Sidney Blumenthal has a long article at London Review of Books about the Trump family that’s worth reading. Among other things, there are details I hadn’t heard about Trump’s odious and dysfunctional relations and about his extensive ties to the mob and Roy Cohn. I just want to zero in on this part for now —

Trump’s business has always operated organisationally like a prototypical Mafia, with a tight circle of family, friends and flunkies, bearing little resemblance to a modern corporation. As Masha Gessen put it in the New York Review of Books, borrowing from the Hungarian sociologist Bálint Magyar, the ‘post-communist mafia state’ is ‘run like a family by a patriarch who distributes money, power and favours’. Usually, the ‘family’ is ‘built on loyalty, not blood relations, but Trump is bringing his literal family into the White House.
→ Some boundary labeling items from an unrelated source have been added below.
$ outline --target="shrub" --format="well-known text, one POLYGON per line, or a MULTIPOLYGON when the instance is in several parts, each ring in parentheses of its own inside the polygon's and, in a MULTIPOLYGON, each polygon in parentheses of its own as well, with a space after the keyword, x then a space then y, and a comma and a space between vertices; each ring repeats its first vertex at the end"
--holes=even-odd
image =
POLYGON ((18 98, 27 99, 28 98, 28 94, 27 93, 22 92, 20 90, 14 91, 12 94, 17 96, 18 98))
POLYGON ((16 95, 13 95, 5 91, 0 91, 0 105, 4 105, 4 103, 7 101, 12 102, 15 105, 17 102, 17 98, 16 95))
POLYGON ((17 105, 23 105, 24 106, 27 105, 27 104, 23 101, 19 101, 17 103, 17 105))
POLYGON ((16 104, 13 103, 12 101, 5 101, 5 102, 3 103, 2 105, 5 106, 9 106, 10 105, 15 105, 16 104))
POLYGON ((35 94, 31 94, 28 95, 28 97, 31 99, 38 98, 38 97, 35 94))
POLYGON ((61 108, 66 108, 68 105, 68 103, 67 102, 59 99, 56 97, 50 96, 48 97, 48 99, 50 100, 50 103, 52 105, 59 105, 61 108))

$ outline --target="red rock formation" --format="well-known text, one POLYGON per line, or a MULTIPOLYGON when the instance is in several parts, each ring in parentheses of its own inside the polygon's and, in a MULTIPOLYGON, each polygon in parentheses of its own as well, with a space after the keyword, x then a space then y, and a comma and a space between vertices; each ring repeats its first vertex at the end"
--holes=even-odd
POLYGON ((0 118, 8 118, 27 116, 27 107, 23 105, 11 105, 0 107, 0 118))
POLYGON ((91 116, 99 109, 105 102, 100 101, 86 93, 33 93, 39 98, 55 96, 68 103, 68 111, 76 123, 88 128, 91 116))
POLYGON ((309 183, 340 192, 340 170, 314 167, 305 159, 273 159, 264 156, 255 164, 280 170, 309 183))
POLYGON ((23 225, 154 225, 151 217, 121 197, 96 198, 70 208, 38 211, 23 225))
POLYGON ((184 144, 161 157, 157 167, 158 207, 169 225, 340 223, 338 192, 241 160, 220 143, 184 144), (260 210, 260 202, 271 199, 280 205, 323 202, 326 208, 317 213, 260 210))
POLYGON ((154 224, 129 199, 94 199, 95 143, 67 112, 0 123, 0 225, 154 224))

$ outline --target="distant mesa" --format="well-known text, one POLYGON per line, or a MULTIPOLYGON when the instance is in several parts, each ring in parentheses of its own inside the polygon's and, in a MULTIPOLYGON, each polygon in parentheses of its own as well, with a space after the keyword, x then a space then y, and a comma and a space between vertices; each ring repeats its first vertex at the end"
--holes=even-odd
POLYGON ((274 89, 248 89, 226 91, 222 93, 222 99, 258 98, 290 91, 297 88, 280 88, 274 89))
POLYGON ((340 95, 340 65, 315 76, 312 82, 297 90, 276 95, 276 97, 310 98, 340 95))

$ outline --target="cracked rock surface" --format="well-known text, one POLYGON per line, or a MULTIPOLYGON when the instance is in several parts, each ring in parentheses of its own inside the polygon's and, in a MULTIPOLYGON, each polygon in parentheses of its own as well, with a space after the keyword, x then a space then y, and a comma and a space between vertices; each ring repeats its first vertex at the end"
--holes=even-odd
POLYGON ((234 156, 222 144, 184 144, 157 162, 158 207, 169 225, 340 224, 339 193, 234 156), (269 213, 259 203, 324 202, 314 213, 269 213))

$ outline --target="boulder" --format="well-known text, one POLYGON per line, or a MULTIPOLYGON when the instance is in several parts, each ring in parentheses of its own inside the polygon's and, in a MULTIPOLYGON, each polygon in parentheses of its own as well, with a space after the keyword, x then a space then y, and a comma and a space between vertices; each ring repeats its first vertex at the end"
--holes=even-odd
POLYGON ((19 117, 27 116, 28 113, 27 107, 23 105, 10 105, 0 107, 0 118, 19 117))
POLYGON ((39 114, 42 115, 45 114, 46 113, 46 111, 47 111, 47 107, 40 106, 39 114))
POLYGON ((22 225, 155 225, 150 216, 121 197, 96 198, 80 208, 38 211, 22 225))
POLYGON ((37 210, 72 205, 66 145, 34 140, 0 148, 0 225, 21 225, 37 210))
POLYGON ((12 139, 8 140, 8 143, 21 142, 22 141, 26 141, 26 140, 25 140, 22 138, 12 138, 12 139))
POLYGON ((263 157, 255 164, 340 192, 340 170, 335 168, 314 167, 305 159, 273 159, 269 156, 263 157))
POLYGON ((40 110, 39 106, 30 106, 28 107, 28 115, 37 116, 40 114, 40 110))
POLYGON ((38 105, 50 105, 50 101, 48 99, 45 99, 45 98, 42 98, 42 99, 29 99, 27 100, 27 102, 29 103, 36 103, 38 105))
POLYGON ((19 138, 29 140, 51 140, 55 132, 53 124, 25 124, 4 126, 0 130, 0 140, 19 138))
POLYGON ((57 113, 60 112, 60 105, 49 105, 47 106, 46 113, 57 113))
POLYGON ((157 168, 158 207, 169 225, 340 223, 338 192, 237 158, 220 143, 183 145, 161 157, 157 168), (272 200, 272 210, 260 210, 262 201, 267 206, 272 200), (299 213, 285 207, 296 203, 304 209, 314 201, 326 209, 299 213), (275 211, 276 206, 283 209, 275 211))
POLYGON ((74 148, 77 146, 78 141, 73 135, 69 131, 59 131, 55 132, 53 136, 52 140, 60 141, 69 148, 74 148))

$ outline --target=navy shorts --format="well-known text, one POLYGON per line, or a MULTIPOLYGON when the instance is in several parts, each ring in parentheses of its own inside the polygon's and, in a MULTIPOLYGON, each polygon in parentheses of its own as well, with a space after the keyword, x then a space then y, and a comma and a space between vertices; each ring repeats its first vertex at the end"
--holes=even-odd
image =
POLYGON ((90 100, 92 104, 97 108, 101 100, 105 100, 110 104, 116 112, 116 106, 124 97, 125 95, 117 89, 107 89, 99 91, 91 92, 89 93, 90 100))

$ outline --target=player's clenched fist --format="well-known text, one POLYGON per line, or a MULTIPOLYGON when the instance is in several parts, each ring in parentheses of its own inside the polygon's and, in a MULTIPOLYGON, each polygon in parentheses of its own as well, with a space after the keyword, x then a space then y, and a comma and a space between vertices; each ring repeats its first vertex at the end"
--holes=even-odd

By inviting a few hand-picked people into the areas that interest him personally, he may be creating a mafia state within a state.’

Here is the Masha Gessen piece, btw, and I may have more to say about it later. But it notes that while Michael Flynn was heading the Defense Intelligence Agency, a parallel power structure developed to keep the agency functioning. Government agencies don’t work like the Mafia.

The Guardian is reporting that Secretary of State Tillerson already is out of the loop. He’s not part of the Family.

Rex Tillerson began his first foreign outing as US secretary of state on Thursday, meeting counterparts from G20 countries in Bonn, but he has left behind in Washington a department that is severely weakened and cut out of key policy decisions.

Since starting the job two weeks ago, Tillerson, a former ExxonMobil executive, has soothed nerves at the state department by consulting widely with regional and country experts, but it has been hard to disguise the gap between the department headquarters at Washington’s Foggy Bottom and the White House where far-reaching foreign policy decisions are being made.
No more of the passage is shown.